Rentenpaket am Kipppunkt

Ach, was muss man oft von bösen

Buben hören oder lesen

So beginnt die Moritat von Max und Moritz bei Wilhelm Busch. 

Was seinerzeit von nur zwei Burschen an Sabotage auf den Frieden des Gemeinswesens angerichtet wurde, dazu braucht es diesmal offenbar gleich 18 junge Abgeordnete im Bundestag, die sich verschworen haben, das neue Rentenpaket von Bärbel Bas und Lars Klingbeil zu Fall zu bringen.

Der Streit entzündet sich an rund 100 Milliarden Euro zusätzlicher Ausgaben für Rentenleistungen, die Bärbel Bas am Koalitionsvertrag vorbei in dieses Paket hineingemogelt haben soll, das dann allerdings doch auch irgendwie vom Kabinett, bzw. im Kabinett, gebilligt worden sein muss.

Von daher greift die Mär vom Aufstand der jungen Abgeordneten gegen die SPD viel zu kurz.

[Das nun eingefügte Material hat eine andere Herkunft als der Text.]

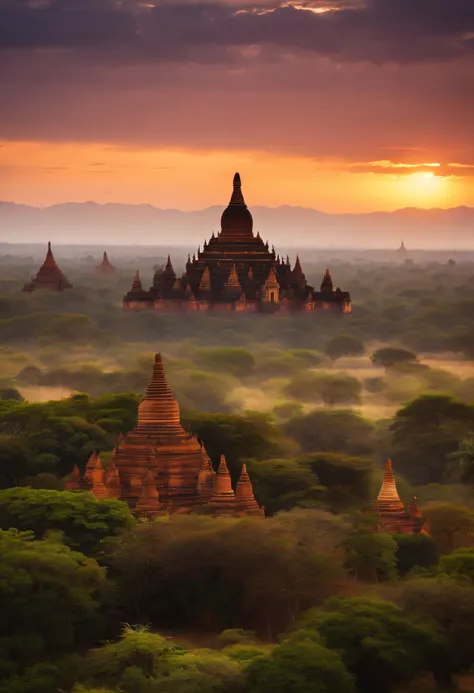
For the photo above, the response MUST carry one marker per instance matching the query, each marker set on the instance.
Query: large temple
(49, 276)
(236, 270)
(393, 516)
(160, 468)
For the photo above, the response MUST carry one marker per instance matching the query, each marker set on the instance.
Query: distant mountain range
(290, 227)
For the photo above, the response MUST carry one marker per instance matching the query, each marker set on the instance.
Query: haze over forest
(288, 227)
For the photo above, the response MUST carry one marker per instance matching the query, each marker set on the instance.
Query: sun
(423, 189)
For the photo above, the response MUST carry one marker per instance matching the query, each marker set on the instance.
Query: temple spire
(49, 260)
(97, 478)
(137, 283)
(244, 495)
(73, 480)
(149, 501)
(205, 283)
(414, 508)
(222, 491)
(237, 198)
(158, 407)
(90, 466)
(388, 499)
(233, 280)
(327, 285)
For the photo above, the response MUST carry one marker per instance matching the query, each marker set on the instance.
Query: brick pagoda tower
(49, 276)
(236, 270)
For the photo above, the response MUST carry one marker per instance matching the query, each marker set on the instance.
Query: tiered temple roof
(393, 516)
(105, 268)
(160, 468)
(49, 276)
(236, 270)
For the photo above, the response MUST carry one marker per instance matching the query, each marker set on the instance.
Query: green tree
(450, 605)
(343, 345)
(50, 600)
(464, 456)
(233, 360)
(459, 562)
(451, 525)
(415, 550)
(302, 667)
(332, 389)
(340, 431)
(347, 480)
(83, 520)
(371, 555)
(239, 438)
(212, 577)
(378, 643)
(389, 356)
(425, 433)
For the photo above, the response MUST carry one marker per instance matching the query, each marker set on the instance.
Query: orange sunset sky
(340, 105)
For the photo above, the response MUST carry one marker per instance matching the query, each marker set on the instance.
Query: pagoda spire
(105, 267)
(327, 285)
(158, 407)
(149, 501)
(49, 260)
(90, 466)
(237, 197)
(205, 283)
(244, 495)
(233, 279)
(137, 283)
(388, 500)
(298, 274)
(414, 508)
(112, 481)
(222, 491)
(73, 480)
(205, 478)
(97, 477)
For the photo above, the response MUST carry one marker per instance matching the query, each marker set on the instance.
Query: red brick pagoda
(105, 268)
(236, 270)
(160, 468)
(49, 276)
(393, 516)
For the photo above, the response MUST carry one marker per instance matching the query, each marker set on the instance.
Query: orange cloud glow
(43, 173)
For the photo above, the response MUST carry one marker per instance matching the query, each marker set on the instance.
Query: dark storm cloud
(378, 31)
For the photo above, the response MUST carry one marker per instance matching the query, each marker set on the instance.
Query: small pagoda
(49, 276)
(159, 468)
(106, 269)
(236, 271)
(394, 518)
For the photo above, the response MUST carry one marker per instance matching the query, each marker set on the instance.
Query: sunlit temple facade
(393, 516)
(49, 276)
(159, 468)
(236, 271)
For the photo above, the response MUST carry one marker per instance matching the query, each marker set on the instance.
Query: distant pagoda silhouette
(394, 518)
(159, 468)
(49, 276)
(105, 268)
(235, 270)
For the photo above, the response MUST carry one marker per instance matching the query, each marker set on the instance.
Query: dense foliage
(313, 599)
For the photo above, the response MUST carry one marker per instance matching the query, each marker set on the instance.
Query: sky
(339, 105)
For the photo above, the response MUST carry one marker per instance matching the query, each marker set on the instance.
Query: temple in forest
(105, 268)
(49, 276)
(236, 270)
(394, 518)
(159, 468)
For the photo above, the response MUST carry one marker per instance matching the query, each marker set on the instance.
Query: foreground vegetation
(311, 599)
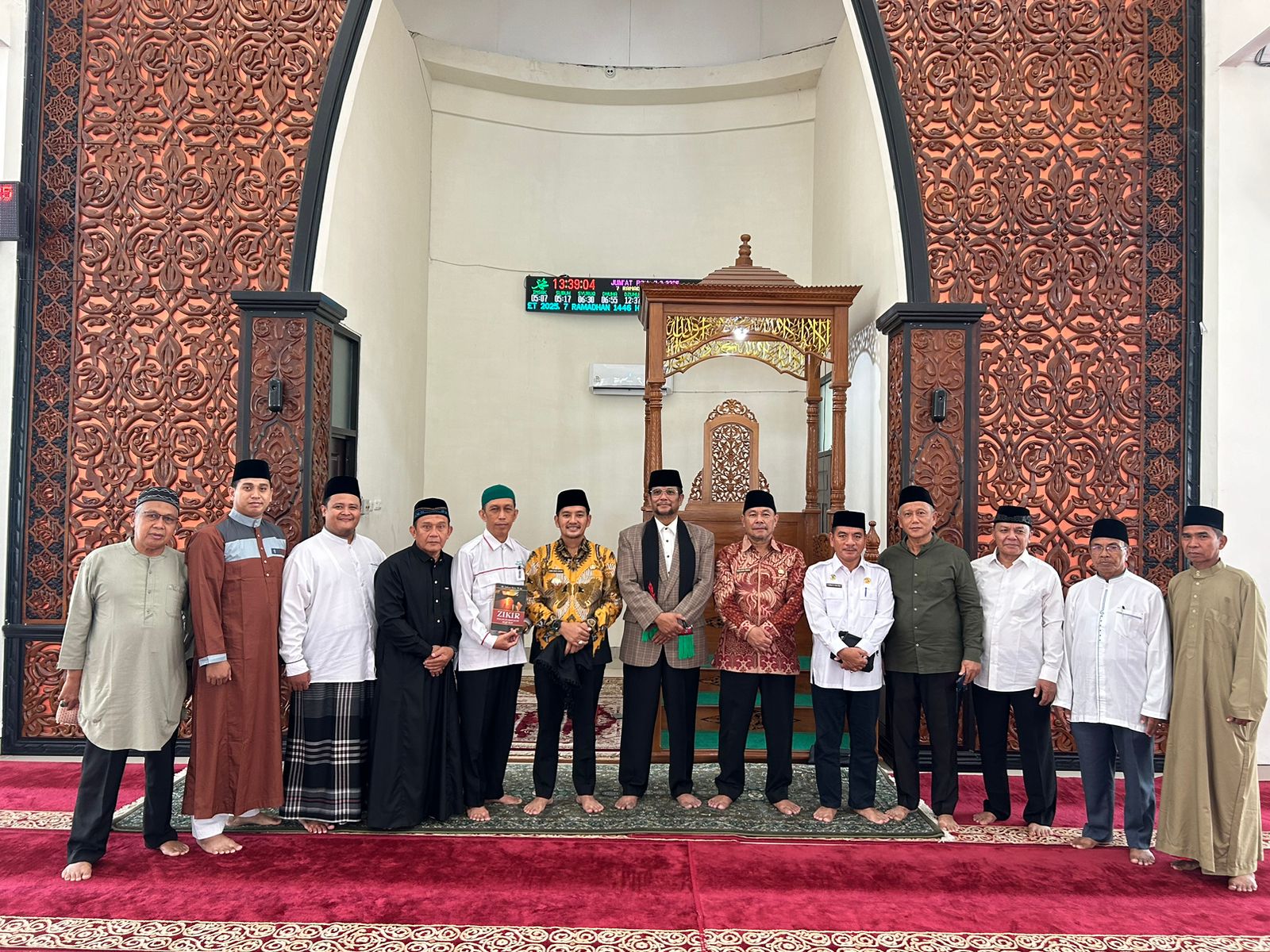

Auch wer meint, es ginge darüberhinaus nur gegen den Fraktionsvorsitzenden Jens Spahn, mag vielleicht mit Spahn noch ein Hühnchen zu rupfen haben, wiegelt aber dennoch immer noch ab.

Der Aufstand der jungen Unionsabgeordneten zielt auf Friedrich Merz. Darüber hinaus auf alle Unionsminister im Kabinett, die entweder geschlafen haben oder einfach nicht den Mut fanden, der sie hätte rebellieren lassen sollen.

Wer recht hat, ist nicht zu entscheiden.

Die Regierung denkt an die nächsten Wahlen und will es sich mit den Rentnern nicht verscherzen. Da jetzt eine Schippe draufzulegen, statt die Rentenhöhe einzufrieren oder gar noch einmal Kürzungen zu verordnen, ist durchaus ein Weg zur Sicherung der Macht der SPD und die Union kann als Trittbrettfahrer davon ebenso profitieren.

Die jungen Rebellen denken eher an sich selbst, beziehungsweise an die Beitrags- und Steuerzahler ihrer Generation, und – weil die Jugend immer noch verdächtig ist, in Idealismus zu verfallen – kann nicht völlig ausgeschlossen werden, dass diese 18 auch an Deutschland denken und, bevor die Nacht vollends hereinbricht, noch retten wollen was noch zu retten ist.

Und wenn schon nicht zu entscheiden ist, wer recht hat, soll doch wenigstens gefragt werden, wer einen Nutzen vom Aufstand haben wird.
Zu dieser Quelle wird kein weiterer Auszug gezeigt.